Systemic Vasculitis Flashcards
What is vasculitis?
Rare disease where there is inflammation of the blood vessels
Pathophysiology of vasculitis?
primary - idiopathic autoimmune process
secondary - drugs, infection or other autoimmune (RA)
- Activation of immune cells infiltrate into vessel wall and leads to direct damage and stimulates vascular smooth muscle cell remodelling
- Vessel wall infiltration, proliferation and damage causes weakening and occlusion of blood vessel
- Leads to ischaemia, infarction and aneurysm
- Results in clinical manifestations
How are vasculitides categorised?
Name 1 large vessel, 1 ANCA associated small vessel, 1 medium vessel and 1 immune complex mediated small vessel vasculitis
They are classified based on the vessel size affected and common features.
Large
- Giant cell arteritis
- Takayasu arteritis
ANCA associate small vessel
- Granulomatosis with polyangitis
- Microscopic polyangitis
- Eosinophilic granulomatosis with polyangitis
Medium vessel
- Kawasaki disease
- Polyarteritis nodosa
Immune complex mediated small vessel
- IgA vasculitis
What is giant cell arteritis?
Peak age of presentation?
What are the 2 clinical presentations of GCA?
Commonest vasculitis
Peak age = 70-80yrs and rare below 50
- Cranial GCA
- Large vessel GCA
Complications of GCA? Biggest complication fear?
- medical emergency
- may cause strokes (1%) if untreated and blindness (20%) if affecting opthalmic artery
- visual outcomes are poor and failure to regain visual fields is common (bilateral simultaneous visual loss)
Clinical features of cranial GCA?
- new localised headache (abrupt and temporal)
- temporal artery thickening which is visible
- visual symptoms (blurring, amaurosis fugax, diplopia, photopsia, visual loss)
- scalp tenderness eg. when brushing hair
- jaw and tongue claudication
Clinical features of large vessel GCA
Polymyalgia
Constitutional symptoms (fever & malaise)
Limb claudication
Features which suggest a serious headache but rule out GCA?

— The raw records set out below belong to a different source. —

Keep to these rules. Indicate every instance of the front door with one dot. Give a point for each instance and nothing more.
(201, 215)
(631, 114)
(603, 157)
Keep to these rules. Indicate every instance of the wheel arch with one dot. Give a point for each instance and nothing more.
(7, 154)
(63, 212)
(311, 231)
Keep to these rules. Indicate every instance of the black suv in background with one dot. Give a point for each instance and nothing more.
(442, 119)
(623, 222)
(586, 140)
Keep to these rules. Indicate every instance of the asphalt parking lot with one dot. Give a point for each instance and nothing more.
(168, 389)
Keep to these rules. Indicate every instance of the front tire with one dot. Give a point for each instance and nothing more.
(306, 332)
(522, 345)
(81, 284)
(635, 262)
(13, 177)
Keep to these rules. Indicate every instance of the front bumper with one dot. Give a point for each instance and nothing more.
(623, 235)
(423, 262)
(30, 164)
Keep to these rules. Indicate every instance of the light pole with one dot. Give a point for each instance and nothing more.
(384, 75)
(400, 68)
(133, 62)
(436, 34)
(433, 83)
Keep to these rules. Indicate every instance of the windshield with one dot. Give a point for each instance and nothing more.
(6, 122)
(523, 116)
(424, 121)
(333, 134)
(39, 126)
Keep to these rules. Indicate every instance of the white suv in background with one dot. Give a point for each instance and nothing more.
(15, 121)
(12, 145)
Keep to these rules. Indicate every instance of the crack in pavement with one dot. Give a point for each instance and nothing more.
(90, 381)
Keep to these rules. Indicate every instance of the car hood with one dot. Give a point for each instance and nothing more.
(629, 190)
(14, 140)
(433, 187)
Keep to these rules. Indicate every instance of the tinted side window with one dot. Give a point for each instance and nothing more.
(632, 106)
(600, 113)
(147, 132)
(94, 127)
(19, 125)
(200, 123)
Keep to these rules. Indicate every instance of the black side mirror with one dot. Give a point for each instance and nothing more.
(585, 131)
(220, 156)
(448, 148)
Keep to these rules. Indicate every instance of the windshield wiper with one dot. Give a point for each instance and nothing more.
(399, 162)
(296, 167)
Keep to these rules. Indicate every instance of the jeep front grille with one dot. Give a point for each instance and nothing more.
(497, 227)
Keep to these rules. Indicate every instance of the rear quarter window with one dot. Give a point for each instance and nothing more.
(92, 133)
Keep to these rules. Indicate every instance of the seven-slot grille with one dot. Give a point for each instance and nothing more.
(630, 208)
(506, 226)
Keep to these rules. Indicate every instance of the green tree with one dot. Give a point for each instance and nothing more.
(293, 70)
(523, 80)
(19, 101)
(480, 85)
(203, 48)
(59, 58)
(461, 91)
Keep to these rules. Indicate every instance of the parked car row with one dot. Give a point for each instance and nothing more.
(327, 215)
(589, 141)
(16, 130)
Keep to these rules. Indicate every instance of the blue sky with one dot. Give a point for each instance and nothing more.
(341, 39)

vomiting - not a sign of GCA (raised ICP)
fever (infection)
Investigation for GCA?
Systemic inflammation on bloods
Anaemia of chronic disease
Thrombocytosis
Raised CRP and ESR
Temporal artery ultrasound - must be done quickly
Temporal artery biopsy
PET-CT and axillary US may be used to investigate for extra-cranial disease
Management of GCA
- no delay in corticosteroids - prednisolone
- taper pred over 12 m
- methotrexate can be considered in those with high risk of toxicity
What condition do we need to exclude when we get an elderly patient presenting with new, persistent headache & how do we manage?
GCA - prednisolone.
Pathogenesis of GCA?
- Initial inflammatory event:activation of innate and adaptive immune responses leads to local vessel inflammation and recruitment of macrophages into the vessel wall.
- Vessel wall damage: infiltration of immune cells and release of cytokines leads to damage of the vessel wall. In particular, damage to the internal elastic lamina.

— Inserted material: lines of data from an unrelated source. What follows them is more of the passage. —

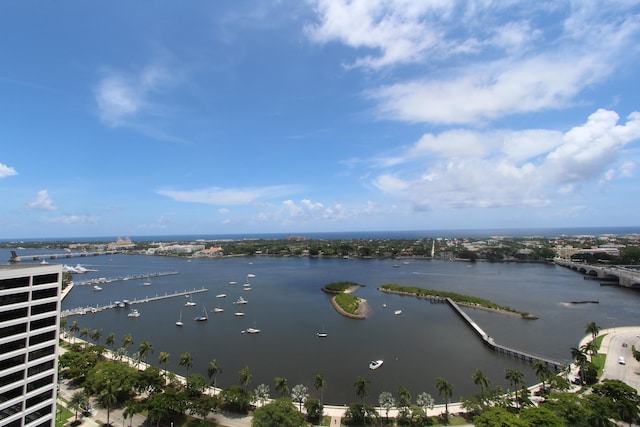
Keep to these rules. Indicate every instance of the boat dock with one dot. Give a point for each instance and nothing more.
(519, 354)
(85, 310)
(102, 280)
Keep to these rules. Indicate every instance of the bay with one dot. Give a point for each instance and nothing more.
(425, 342)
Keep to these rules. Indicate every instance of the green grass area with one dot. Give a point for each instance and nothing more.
(63, 416)
(459, 298)
(339, 286)
(348, 303)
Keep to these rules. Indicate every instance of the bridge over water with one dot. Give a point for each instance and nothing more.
(18, 258)
(625, 276)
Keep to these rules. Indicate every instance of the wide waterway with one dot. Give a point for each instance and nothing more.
(425, 342)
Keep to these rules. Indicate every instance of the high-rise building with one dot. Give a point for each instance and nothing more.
(29, 325)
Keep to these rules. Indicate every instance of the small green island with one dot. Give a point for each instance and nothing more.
(344, 302)
(466, 300)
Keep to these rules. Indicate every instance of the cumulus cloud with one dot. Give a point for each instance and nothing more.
(462, 169)
(72, 219)
(6, 171)
(42, 202)
(230, 196)
(514, 62)
(122, 97)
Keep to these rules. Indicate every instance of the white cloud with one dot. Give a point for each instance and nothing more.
(230, 196)
(462, 169)
(42, 202)
(7, 171)
(72, 219)
(123, 97)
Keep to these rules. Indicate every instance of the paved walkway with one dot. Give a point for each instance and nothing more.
(99, 415)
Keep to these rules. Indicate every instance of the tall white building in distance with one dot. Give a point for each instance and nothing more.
(29, 325)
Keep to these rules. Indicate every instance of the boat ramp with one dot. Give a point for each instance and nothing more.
(85, 310)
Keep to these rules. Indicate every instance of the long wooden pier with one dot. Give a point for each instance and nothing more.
(85, 310)
(102, 280)
(519, 354)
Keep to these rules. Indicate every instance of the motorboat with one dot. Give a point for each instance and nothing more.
(375, 364)
(202, 317)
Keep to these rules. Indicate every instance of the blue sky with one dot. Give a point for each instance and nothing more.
(205, 117)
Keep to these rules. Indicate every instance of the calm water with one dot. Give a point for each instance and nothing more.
(426, 342)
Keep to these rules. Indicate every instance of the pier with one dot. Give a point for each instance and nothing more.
(102, 280)
(519, 354)
(85, 310)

- Growth and angiogenic factors:tissue injury leads to release of growth and angiogenic factors that promote new blood vessel formation, proliferation of myofibroblasts and marked thickening of the internal vessel layer (i.e. tunica intima).
- Narrowing and ischaemia:hyperplasia and expansion of the intimal layer leads to vessel narrowing and subsequent ischaemia to the area supplied by the artery. This causes the characteristic features of GCA.